Übrigens gab es während unserer Wanderung auch gefiederte Wesen zu bestaunen. Zugegeben, sie waren nicht ganz im Fokus unseres Ausflugs in die Bergwelt von Saas-Fee, aber wenn sie schon mal da sind…

Alpenbraunellen (die etwas größeren Verwandten unserer Heckenbraunellen) sieht man schließlich auch nicht alle Tage, schon gar nicht außerhalb der Alpen, und erst recht keine gerade flüggen Jungvögel!

Etwas erschöpft wirkt er, der Altvogel zur Linken. Kein Wunder, wird er doch von der jungen Brut tagein, tagaus pausenlos angebettelt.

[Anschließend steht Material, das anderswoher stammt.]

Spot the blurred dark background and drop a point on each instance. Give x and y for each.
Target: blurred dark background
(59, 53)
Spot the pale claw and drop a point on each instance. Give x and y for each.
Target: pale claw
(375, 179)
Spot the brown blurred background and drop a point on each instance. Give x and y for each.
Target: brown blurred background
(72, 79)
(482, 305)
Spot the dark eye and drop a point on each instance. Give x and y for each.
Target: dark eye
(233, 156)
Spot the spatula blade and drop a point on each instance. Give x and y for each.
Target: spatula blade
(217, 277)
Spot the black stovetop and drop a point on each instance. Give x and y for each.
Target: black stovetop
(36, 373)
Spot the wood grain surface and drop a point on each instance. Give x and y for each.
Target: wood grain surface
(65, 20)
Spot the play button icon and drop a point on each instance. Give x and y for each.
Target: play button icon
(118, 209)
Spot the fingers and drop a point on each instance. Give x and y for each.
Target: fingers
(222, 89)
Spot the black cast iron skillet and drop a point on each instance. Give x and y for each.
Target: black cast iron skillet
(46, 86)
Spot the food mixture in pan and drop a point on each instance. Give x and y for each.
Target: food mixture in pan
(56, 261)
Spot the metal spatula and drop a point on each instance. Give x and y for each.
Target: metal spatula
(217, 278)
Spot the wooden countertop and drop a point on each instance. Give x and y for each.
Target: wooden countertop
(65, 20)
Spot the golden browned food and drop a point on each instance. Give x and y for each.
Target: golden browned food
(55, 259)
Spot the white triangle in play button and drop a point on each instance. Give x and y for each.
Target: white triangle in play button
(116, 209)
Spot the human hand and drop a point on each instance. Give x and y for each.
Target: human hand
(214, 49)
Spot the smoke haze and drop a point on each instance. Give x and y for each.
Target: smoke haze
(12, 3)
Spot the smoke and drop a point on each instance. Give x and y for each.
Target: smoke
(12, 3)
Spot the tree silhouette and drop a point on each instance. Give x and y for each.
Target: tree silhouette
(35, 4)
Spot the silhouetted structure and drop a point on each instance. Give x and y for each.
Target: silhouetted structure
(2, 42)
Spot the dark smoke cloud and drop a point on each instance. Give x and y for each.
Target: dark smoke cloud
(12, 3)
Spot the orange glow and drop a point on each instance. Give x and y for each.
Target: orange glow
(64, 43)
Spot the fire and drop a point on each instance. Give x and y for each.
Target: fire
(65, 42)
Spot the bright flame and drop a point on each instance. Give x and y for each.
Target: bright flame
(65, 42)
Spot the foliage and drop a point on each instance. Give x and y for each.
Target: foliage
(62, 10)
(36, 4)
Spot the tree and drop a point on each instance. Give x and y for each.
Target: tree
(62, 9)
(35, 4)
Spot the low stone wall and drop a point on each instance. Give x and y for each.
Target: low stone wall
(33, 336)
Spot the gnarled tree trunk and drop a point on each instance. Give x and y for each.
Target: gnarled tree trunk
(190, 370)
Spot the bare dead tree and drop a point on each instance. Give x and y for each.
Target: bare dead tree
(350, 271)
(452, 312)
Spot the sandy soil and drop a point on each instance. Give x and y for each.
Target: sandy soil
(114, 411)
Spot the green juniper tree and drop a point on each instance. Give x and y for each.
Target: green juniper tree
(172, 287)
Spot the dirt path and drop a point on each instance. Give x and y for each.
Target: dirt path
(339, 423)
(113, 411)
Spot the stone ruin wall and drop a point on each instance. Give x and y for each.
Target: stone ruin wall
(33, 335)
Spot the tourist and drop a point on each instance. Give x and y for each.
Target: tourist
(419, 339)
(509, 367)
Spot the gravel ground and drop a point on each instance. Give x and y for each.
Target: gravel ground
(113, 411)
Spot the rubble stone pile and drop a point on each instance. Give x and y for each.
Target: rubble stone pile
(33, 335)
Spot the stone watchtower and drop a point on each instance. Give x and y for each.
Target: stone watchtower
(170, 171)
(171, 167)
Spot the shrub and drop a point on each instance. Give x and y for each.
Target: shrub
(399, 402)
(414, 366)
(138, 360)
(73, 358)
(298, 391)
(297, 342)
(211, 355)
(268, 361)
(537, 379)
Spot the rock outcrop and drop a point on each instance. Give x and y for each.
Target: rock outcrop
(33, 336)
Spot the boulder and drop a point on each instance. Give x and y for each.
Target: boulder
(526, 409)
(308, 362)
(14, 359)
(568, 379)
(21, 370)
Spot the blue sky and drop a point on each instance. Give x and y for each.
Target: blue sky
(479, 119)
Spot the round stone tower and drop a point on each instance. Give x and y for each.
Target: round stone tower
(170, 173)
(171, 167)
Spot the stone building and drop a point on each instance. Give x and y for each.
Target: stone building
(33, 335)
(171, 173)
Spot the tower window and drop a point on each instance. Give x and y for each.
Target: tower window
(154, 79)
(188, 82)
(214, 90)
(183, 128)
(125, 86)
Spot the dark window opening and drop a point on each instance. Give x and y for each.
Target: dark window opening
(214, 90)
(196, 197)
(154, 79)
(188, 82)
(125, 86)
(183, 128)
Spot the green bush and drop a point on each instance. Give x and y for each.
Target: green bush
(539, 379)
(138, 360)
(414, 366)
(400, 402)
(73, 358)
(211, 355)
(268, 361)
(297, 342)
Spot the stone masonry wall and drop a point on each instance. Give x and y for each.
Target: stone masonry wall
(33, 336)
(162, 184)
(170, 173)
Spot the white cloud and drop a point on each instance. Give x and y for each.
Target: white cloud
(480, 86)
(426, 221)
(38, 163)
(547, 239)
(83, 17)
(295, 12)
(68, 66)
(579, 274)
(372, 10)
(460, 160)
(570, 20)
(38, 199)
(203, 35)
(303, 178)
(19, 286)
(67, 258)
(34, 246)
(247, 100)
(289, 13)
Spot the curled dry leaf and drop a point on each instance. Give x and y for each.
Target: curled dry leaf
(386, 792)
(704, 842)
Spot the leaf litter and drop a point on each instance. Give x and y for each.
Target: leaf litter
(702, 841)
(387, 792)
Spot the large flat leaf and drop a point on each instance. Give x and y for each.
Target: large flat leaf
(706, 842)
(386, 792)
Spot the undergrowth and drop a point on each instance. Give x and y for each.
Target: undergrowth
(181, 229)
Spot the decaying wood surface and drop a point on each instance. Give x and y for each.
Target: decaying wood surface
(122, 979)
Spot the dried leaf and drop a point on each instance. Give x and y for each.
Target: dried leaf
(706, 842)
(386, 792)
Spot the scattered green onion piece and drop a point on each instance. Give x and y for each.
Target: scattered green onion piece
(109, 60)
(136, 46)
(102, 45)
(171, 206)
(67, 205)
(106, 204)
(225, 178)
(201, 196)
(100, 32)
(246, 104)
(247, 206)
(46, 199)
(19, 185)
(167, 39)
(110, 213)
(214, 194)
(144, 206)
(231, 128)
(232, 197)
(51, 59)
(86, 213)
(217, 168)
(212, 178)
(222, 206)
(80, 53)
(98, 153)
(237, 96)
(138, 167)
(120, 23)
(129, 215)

Aber wenn die Pflicht ruft, zieht man halt nochmal los und organisiert Futter für den gierigen Nachwuchs.

Wohl bekomm’s!


Wie man sieht, war uns ein prall gefüllter (wenn auch wenig sommerlicher) und vor allem tierreicher Ausflug in die Walliser Alpen vergönnt, der keine Wünsche unerfüllt ließ. So war es gedacht, und so macht es Lust auf eine Fortsetzung.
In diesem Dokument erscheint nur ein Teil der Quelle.